Richard Rosen, MD, Vice Chair of the Department of Ophthalmology at New York Eye and Ear Infirmary, and a team of researchers in the Shelley and Steven Einhorn Clinical Research Center, are pioneering an imaging technology that enables them to see microscopic details of the retina and its finest blood vessels at a level not previously possible in patients with sight–threatening disease.
Their work, being conducted in the David E. Marrus Adaptive Optics Laboratory, incorporates adaptive optics (AO) technology with fluorescein angiography, the traditional procedure for visualizing abnormal blood vessels in the eye. AO was originally developed by astronomers to view objects in space without distortions caused by the atmosphere, whereas fluorescein angiography involves injection of dye into a patient’s arm, which is then recorded digitally as it moves through the bloodstream into the eye.

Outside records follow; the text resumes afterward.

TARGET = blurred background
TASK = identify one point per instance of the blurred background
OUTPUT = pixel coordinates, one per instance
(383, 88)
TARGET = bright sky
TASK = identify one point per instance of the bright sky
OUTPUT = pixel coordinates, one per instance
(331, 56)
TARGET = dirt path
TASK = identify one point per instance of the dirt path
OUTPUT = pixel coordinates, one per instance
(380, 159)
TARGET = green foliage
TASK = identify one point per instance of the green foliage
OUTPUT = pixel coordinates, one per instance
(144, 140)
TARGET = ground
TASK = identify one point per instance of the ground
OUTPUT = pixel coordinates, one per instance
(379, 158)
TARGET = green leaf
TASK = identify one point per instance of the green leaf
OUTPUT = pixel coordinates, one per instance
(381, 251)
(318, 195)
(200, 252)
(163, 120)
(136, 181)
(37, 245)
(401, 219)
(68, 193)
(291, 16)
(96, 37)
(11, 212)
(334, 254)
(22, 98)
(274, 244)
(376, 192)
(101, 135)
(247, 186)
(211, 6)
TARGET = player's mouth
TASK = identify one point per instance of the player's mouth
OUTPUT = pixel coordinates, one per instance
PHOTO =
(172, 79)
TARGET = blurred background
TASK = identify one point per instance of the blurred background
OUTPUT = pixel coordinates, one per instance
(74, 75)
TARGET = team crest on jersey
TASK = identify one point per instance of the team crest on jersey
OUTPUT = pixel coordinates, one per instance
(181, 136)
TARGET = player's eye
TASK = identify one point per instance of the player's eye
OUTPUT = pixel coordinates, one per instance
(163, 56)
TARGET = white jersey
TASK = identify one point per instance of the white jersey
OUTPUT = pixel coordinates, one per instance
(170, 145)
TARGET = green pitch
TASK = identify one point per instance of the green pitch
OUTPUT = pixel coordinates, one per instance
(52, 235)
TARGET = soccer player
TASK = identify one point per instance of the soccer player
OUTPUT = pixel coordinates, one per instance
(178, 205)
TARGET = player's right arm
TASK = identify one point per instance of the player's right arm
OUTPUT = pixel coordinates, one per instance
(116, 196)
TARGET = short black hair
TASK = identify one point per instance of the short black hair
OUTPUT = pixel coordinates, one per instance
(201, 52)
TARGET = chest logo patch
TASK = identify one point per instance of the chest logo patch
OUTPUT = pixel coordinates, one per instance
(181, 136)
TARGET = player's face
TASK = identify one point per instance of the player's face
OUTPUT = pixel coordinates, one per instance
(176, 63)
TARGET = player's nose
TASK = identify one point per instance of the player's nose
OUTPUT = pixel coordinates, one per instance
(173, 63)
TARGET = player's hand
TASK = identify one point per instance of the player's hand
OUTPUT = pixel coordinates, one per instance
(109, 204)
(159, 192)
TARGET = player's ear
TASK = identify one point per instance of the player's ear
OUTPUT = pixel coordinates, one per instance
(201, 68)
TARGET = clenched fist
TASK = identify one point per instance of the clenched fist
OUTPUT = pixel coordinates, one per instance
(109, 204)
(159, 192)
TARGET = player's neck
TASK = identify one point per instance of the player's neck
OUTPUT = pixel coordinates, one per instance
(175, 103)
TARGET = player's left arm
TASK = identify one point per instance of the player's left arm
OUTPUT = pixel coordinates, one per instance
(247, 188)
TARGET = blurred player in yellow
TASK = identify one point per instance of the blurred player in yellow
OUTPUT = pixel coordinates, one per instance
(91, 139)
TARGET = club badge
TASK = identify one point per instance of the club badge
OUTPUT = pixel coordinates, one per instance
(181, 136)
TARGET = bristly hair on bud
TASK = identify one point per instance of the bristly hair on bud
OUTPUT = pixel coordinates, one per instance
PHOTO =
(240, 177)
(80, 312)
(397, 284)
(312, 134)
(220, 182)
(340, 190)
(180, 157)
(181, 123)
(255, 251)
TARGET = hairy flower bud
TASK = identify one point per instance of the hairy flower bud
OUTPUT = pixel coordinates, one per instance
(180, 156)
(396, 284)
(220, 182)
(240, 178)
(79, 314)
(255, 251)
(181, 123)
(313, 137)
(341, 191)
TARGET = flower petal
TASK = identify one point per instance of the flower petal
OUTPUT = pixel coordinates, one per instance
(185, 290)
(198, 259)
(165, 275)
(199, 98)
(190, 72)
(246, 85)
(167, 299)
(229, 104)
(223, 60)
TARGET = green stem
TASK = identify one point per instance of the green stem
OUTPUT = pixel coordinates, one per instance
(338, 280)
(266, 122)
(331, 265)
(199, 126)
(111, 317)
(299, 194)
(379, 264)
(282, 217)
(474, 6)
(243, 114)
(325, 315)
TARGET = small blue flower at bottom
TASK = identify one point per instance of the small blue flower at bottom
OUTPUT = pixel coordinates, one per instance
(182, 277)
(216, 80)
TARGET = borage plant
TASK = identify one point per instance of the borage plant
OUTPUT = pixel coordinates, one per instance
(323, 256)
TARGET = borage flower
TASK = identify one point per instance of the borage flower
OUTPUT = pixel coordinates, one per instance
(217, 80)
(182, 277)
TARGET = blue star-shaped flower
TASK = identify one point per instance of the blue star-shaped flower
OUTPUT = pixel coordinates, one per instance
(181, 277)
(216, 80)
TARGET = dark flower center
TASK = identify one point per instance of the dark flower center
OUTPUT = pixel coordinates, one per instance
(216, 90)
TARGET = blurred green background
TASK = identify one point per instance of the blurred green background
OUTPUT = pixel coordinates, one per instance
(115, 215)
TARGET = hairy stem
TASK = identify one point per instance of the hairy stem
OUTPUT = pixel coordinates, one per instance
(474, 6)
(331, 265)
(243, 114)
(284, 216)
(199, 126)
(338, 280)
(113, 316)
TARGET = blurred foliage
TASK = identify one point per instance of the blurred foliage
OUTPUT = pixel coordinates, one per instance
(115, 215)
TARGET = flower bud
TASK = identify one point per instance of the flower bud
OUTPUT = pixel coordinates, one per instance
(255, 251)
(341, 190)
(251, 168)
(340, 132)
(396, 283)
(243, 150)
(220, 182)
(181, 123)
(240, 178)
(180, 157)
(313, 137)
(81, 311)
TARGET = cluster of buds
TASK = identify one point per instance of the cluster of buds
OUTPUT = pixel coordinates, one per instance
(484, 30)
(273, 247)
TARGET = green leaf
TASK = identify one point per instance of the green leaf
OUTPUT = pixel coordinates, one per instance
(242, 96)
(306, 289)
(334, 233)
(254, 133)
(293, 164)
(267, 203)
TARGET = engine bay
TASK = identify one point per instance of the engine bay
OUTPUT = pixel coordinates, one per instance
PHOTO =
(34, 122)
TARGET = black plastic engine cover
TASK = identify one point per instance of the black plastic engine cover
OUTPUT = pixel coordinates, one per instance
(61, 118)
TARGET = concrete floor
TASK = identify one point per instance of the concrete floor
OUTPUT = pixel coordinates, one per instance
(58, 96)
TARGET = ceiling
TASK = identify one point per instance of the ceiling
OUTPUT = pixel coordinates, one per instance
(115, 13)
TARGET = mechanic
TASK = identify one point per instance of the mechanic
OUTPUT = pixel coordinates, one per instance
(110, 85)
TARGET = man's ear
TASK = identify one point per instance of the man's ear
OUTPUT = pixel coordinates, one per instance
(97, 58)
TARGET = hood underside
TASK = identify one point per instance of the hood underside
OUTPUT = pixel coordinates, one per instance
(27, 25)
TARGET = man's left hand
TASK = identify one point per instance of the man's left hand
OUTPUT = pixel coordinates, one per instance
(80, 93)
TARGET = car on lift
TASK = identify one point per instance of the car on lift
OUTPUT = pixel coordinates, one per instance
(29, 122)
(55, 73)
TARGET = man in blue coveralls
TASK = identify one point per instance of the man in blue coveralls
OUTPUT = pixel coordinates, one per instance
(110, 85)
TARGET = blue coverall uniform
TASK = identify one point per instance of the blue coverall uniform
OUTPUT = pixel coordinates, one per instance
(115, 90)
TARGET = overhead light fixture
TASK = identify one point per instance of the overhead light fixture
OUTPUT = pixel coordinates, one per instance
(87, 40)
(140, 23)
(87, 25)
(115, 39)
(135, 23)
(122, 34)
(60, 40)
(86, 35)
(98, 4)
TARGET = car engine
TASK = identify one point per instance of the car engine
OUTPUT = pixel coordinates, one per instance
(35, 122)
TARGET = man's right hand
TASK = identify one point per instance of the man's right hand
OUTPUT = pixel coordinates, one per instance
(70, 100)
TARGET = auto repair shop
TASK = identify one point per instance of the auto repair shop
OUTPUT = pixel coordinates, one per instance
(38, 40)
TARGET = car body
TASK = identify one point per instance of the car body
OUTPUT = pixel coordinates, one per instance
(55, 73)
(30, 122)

Dr. Rosen says AO combined with flourescein angiography will make it possible for physicians to study how diseases unfold on a cellular level so they can devise more effective treatments. “With this approach, we can appreciate very early changes and potentially intervene with treatment when the disease could be at a reversible stage,” he explains. “It can take over ten years for some patients to lose vision, with no visible changes seen with currently available imaging modalities. With AO, we can detect minute changes much earlier and hope to improve the standard of care and prevent blindness.”
Diabetic retinopathy, for example—a progressive disease in patients with diabetes that can lead to blindness—is typically diagnosed and treated with laser surgery or intraocular injections at a later stage, says Dr. Rosen. If the disease were detected earlier, physicians might be able to prevent vision loss with milder, less-invasive treatments.
In a recent study involving ten healthy volunteers that was funded, in part, by the National Eye Institute, Dr. Rosen and his colleague Alfredo Dubra, PhD, Assistant Professor and Co-Director of the Advanced Ocular Imaging Program at the Medical College of Wisconsin, found that combining AO technology and an oral form of the dye mixed with orange juice provided a stronger, longer-lasting signal than the dye administered intravenously. It was tolerated by all of the volunteers, whereas one volunteer who received an intravenous injection became nauseous.
Going forward, Dr. Rosen says one of the biggest challenges will be to make AO technology accessible to all ophthalmologists. Once the technology becomes more cost-effective, it can be incorporated into clinical trials and patient care.